Barclays American/Business Credit, Inc. v. Long (In Re Long)

44 B.R. 300, 1983 Bankr. LEXIS 4847
CourtUnited States Bankruptcy Court, D. Minnesota
DecidedDecember 14, 1983
Docket19-40617
StatusPublished
Cited by21 cases

This text of 44 B.R. 300 (Barclays American/Business Credit, Inc. v. Long (In Re Long)) is published on Counsel Stack Legal Research, covering United States Bankruptcy Court, D. Minnesota primary law. Counsel Stack provides free access to over 12 million legal documents including statutes, case law, regulations, and constitutions.

Bluebook
Barclays American/Business Credit, Inc. v. Long (In Re Long), 44 B.R. 300, 1983 Bankr. LEXIS 4847 (Minn. 1983).

Opinion

MEMORANDUM ORDER

ROBERT J. KRESSEL, Bankruptcy Judge.

The above-titled adversary proceeding seeking determination of the dischargeability of a debt under 11 U.S.C. Section 523 came on for trial before the Honorable Kenneth G. Owens on August 30, 1983.

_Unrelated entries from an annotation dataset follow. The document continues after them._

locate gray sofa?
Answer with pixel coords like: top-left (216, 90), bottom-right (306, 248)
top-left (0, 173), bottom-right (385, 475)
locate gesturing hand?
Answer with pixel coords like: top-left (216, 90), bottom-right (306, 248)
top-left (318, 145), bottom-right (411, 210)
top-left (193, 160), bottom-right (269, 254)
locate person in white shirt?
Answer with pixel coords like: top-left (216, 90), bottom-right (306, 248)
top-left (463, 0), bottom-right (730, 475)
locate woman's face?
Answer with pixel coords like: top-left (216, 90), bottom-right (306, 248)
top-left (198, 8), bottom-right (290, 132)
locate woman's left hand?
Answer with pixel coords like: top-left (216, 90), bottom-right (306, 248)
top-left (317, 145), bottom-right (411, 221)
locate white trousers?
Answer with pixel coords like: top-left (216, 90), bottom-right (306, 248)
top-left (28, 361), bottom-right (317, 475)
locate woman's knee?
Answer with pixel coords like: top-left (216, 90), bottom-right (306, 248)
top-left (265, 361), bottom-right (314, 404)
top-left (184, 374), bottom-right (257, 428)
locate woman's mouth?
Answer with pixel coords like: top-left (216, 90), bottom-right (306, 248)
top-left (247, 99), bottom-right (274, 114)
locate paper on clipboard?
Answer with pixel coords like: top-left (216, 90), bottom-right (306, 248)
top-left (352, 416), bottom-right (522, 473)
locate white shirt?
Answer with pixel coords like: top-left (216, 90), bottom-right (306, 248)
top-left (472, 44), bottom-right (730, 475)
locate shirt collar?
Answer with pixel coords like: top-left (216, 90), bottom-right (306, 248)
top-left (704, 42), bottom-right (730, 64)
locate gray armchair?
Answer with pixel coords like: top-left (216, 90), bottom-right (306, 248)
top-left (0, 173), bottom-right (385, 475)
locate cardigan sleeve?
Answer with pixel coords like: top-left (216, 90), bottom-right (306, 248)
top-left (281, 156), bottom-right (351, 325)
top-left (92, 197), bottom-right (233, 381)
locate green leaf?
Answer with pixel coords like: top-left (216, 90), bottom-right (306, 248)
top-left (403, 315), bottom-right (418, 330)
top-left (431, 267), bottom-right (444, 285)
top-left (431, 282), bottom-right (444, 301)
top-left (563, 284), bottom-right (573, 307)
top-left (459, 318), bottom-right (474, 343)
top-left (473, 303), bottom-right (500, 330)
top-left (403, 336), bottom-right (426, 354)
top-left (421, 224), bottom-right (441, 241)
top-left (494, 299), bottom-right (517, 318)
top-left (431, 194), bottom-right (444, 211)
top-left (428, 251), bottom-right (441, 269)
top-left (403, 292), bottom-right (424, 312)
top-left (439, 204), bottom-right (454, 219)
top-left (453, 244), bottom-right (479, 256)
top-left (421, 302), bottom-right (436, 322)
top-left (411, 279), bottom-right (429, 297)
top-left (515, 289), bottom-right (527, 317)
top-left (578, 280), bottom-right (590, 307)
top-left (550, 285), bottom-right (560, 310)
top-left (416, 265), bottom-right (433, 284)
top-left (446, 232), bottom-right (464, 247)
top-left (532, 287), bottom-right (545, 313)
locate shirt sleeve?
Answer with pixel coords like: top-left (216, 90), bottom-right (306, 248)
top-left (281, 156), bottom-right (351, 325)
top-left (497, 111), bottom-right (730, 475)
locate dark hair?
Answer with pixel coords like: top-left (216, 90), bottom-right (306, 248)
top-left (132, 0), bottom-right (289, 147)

Due to the death of Judge Owens and pursuant to the written consent of the parties, this action is to be decided by the undersigned bankruptcy judge. The court, upon reviewing the transcripts of and exhibits presented at trial, the memoranda submitted by counsel, and all the records and files herein, makes the following findings of fact, conclusions of law, and order.

FINDINGS OF FACT

1. BABC, the successor in interest to Aetna Business Credit, Inc., (Aetna) commenced this action to bar the discharge of a debt under 11 U.S.C. Section 523 alleging:

(a) That defendant Long committed fraud and defalcation while acting in a fiduciary capacity in violation of 11 U.S.C. Section 523(a)(4).
*303 (b) That Long willfully and maliciously injured the property of BABC in violation of 11 U.S.C. Section 523(a)(6).
(c) That Long obtained money through an extention of credit by false pretenses, false representations, and actual fraud in violation of 11 U.S.C. Section 523(a)(2)(A).
(d) That Long obtained money through an extension of credit by the use of a materially false written statement respecting the debtor’s financial condition in violation of 11 U.S.C. Section 523(a)(2)(B).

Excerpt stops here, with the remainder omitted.